At J’s hearing, the employer accepted that B had kneed J in the leg but said that this was not done with any force, and was insufficient provocation for J punching B. J was dismissed.

B, on the other hand, was given a final warning for sending text messages of an "extremely violent" nature but he was not dismissed because the employer believed that the texts had been provoked by J punching B.

At the hearing of J’s claim for unfair dismissal, the ET decided that the employer’s decision to dismiss J but not B was unreasonable and that the employer had also unreasonably applied the "defence of provocation" differently to the two men.

The EAT allowed the employer’s appeal The EAT said that the relevant question in cases like this should always be whether the employer has acted reasonably towards the dismissed employee, regardless of what sanction has been applied to other employees.

The tribunal had lost sight of the correct question and wrongly focussed on how B was dealt with, when it should have considered whether the employer reached a reasonable conclusion and applied a reasonable sanction in J’s case.

If it is reasonable for the employer to dismiss the employee, the mere fact that the employer was unduly lenient to another employee is irrelevant.

In cases where employers treat employees in "truly parallel circumstances" arising from the same incident differently, it may be unreasonable, and potentially lead to unfair dismissal, but not always. There will only be a few cases where circumstances are sufficiently parallel to result in an unfair dismissal.

The EAT said that the circumstances between J and B were not "truly parallel". J punched B at an event in respect of which he was expressly told that the employer’s disciplinary rules would apply. B, on the other hand, sent text messages threatening violence. While these were reprehensible, B did not carry out his threat in the workplace or anywhere.

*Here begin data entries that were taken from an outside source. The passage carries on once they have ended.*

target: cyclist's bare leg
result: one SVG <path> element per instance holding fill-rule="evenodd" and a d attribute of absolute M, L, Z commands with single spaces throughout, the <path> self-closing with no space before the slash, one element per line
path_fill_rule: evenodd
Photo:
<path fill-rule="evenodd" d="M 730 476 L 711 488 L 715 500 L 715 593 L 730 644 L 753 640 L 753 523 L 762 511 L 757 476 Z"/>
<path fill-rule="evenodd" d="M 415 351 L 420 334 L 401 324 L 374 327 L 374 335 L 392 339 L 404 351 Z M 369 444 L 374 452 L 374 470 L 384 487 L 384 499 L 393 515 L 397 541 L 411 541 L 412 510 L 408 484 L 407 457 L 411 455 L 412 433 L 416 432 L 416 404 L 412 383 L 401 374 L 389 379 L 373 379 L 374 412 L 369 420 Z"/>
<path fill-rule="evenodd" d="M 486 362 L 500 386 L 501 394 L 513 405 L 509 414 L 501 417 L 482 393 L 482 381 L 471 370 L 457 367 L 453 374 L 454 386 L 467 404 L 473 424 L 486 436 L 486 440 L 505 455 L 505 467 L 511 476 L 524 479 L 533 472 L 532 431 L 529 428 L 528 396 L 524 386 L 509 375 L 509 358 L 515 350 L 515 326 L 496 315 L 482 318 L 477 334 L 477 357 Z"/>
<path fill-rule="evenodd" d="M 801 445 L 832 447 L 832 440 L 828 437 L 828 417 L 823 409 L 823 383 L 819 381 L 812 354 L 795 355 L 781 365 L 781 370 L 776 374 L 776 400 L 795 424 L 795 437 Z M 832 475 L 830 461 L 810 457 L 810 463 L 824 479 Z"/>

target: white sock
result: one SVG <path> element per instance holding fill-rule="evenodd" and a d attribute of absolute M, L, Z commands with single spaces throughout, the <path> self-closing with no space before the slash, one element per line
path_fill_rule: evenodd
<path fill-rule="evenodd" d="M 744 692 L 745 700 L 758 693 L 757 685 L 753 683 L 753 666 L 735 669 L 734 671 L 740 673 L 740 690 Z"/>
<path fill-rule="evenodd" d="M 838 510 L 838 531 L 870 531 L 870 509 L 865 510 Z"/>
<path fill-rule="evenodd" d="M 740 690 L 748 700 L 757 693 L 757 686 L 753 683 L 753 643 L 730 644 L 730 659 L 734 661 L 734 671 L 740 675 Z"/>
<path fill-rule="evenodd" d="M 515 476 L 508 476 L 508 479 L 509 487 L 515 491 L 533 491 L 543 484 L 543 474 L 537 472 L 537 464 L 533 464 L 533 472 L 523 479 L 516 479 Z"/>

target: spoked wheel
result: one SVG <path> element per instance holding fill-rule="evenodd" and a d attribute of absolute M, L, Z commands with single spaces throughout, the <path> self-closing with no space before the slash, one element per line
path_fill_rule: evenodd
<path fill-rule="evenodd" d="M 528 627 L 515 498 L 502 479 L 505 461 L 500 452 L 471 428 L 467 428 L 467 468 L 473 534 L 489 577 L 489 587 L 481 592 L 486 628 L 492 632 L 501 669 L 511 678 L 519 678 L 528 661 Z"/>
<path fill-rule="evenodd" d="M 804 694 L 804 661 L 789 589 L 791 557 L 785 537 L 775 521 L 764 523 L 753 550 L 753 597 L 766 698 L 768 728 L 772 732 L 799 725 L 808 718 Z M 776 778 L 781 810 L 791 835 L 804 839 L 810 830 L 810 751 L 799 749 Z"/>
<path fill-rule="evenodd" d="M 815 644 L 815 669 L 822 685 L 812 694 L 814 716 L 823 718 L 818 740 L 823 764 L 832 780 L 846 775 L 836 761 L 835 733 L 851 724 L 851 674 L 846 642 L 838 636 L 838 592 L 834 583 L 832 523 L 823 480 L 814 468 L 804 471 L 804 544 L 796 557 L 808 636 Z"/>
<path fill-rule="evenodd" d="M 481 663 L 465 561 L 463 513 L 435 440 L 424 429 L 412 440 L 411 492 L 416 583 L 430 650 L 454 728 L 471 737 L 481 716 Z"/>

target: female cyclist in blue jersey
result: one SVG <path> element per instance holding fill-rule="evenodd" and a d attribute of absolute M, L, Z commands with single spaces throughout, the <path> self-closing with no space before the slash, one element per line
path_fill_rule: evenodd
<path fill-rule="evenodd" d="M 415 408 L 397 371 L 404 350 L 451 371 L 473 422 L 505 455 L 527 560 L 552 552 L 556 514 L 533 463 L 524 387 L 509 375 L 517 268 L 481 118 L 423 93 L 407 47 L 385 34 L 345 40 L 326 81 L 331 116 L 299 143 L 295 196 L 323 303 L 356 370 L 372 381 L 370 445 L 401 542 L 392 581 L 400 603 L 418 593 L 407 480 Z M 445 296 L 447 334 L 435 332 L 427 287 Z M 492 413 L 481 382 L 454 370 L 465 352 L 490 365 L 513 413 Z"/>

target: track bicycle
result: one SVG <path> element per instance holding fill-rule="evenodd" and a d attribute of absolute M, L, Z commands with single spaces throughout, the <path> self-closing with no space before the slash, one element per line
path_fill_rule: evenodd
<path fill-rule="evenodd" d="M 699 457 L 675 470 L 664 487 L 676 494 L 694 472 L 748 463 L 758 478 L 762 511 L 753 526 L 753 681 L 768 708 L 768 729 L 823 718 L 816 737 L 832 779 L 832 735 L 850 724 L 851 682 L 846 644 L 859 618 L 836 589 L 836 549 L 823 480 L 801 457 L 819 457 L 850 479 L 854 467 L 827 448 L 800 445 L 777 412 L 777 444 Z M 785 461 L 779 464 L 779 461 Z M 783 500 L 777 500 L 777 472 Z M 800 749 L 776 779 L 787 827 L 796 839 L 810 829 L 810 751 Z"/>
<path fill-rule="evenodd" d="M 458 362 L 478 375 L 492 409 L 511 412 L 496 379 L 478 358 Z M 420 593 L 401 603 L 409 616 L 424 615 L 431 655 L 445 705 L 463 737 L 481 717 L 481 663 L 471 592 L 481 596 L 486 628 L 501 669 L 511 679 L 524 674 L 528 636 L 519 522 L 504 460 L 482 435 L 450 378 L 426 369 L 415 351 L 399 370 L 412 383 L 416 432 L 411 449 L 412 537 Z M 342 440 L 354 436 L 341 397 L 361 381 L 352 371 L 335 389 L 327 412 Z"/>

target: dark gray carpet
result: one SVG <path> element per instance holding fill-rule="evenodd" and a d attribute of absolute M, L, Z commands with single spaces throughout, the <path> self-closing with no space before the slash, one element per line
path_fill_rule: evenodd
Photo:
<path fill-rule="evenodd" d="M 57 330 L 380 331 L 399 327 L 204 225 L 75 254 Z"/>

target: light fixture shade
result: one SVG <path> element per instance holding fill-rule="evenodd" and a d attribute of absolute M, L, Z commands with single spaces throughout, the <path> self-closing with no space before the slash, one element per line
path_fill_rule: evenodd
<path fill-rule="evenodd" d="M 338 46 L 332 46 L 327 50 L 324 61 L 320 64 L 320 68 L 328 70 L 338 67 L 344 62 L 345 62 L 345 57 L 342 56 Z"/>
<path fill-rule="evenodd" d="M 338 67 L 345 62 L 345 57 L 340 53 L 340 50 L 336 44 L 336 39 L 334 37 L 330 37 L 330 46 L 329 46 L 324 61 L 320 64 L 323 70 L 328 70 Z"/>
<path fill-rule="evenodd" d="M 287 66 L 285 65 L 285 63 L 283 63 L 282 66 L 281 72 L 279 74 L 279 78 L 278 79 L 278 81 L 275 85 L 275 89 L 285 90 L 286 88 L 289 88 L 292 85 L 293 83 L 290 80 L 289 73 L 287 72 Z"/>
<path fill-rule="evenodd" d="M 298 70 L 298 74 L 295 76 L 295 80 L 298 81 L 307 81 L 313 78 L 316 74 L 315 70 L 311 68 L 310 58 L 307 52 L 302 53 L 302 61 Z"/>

The EAT also criticised the tribunal's reliance on the "defence of provocation", which it claimed had been applied differently between J and B. The EAT said that provocation can never be a defence and should only be a mitigating factor, to be weighed by the employer


As a matter of good practice, employers should consider the sanction that has been handed out to employees in similar circumstances and act consistently with previous decisions, unless there are important differences in the circumstances or the offence.

In this case, while both employees were guilty of gross misconduct for their part in the same incident, this alone did not render their circumstances "truly parallel" to make J’s dismissal unfair.

The EAT also points out that provocation may be a mitigating factor to be considered by the employer but cannot amount to a defence to misconduct.